À Guengat même, quelqu'un connaissait le sens des signes gravés sur l'autel : Jérôme Garrec en avait soigneusement fait le relevé par la méthode du frottis et communiqué depuis longtemps au cercle de ses intimes la signification des caractères mystérieux. Il le savait par tradition familiale, étant le petit-fils de Vincent Garrec, le menuisier lettré qui exerçait son art au bourg de Guengat au milieu du XIXe siècle.
Vincent GARREC ne manquait pas de talent. La chaire à prêcher et le confessionnal qu'il fournit en 1840 et 1843 à l'église paroissiale sont dans le pur style rocaille florissant au XVIIIème siècle et dont l'engouement se prolongea, on le voit ici, jusque dans le milieu du XIXème siècle. Le témoignage le plus ancien attestant des signes mystérieux utilisés par le menuisier de Guengat se trouve consigné dans la Grammaire du Père MAUNOIR, datée de 1659 qui l'appelle l'Alphabet des anciens Bretons Armoriques.

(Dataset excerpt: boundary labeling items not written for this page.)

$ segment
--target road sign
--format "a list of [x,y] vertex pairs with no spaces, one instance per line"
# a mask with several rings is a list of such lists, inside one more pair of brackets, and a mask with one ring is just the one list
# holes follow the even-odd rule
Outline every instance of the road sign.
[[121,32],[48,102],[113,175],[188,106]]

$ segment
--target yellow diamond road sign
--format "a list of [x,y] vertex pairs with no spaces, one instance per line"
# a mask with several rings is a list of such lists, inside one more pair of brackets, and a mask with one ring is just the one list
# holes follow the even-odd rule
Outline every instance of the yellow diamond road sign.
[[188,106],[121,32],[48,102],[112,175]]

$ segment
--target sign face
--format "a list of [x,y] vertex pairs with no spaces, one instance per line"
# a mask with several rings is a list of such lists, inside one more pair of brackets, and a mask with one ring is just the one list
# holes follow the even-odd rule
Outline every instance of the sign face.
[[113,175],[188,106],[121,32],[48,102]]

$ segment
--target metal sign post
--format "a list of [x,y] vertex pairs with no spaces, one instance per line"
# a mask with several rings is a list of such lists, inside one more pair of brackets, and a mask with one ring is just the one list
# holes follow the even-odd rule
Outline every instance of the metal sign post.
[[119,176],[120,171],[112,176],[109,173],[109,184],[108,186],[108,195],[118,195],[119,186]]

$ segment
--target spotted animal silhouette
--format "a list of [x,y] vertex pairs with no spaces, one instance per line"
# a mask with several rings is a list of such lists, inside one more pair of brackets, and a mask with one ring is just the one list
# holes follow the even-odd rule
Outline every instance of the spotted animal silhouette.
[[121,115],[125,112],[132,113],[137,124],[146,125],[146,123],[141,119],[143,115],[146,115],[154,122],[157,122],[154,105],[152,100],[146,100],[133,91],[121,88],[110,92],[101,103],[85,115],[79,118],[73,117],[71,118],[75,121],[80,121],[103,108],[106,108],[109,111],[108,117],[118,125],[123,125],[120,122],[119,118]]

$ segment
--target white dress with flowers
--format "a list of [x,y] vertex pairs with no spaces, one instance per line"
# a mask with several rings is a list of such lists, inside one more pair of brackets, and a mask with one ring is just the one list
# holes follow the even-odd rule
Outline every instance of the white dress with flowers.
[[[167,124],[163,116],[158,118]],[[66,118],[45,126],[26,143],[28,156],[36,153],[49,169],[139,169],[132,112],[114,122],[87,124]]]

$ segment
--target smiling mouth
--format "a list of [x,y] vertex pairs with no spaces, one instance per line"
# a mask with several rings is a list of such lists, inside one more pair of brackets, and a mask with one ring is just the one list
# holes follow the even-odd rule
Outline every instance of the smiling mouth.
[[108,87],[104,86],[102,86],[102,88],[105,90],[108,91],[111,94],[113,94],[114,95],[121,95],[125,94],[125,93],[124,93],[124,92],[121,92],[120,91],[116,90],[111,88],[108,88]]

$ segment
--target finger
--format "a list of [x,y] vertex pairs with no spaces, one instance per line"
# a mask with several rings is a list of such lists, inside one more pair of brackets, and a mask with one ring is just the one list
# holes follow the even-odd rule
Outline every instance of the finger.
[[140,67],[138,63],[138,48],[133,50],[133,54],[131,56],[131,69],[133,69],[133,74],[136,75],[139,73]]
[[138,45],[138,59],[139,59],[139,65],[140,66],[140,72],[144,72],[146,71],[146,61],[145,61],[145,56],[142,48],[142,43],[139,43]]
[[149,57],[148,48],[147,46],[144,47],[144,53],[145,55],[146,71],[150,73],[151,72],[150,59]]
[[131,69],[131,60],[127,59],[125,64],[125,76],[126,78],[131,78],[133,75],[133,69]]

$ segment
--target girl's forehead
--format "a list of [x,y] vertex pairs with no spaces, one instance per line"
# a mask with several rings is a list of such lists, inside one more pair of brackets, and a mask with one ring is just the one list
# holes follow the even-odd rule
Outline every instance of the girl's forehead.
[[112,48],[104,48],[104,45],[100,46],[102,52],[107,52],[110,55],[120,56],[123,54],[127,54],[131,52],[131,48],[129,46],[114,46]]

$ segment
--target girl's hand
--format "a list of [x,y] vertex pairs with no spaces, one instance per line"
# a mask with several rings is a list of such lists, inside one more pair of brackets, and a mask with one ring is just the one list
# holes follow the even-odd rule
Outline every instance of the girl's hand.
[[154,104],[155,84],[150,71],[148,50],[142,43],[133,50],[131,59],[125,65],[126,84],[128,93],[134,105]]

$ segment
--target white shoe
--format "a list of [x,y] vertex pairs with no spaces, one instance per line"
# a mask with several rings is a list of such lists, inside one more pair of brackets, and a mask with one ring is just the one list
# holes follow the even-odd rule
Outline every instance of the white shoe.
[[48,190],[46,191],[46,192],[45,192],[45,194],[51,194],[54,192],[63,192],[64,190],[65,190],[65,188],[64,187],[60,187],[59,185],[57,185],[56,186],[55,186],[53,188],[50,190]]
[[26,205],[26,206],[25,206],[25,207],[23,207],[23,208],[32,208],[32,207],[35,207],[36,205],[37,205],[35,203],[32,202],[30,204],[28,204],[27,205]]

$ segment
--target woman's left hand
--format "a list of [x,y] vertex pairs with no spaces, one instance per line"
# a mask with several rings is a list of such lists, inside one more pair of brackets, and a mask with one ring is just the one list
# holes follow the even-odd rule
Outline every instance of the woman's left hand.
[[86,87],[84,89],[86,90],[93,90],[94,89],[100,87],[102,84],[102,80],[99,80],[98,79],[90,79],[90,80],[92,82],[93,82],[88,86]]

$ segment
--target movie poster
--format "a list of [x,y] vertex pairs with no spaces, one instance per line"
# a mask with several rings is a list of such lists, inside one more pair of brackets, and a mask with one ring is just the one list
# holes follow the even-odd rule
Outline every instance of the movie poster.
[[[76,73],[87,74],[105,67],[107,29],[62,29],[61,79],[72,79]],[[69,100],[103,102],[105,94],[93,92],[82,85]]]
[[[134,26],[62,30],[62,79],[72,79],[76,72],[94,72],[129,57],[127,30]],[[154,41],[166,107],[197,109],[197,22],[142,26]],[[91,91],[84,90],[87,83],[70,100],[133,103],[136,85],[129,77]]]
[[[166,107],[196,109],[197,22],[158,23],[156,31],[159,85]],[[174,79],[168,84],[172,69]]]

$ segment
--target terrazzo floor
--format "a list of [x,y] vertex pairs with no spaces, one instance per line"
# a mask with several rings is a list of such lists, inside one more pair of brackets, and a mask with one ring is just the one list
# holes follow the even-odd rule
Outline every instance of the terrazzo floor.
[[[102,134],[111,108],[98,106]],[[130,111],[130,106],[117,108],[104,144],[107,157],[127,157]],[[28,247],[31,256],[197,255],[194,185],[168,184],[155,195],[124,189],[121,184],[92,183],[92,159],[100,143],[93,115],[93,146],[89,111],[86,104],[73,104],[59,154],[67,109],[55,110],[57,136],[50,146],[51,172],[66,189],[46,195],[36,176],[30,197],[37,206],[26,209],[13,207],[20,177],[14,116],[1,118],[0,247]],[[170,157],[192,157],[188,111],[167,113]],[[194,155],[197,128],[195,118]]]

D'après MAUNOIR, il est tiré « partie d'un ancien calice de l'abbaye de Landévennec, partie de quelques anciens bâtiments et monuments de la Bretagne ». (Castel 1986)
"Alphabet des Anciens Bretons Armoriques, tiré d'un ancien Calice de l'abbaye de Landevenec, d'une Croix de Pierre en Plou-Sané, à deux lieues de Breft, du Château de Lezafcoët près de Doüarnenez, dans les pierres de taille que j'ai vu en place en 1701 étoient toutes marquées de ces Caractères & de quelques autres Anciens monuments de la Bretagne."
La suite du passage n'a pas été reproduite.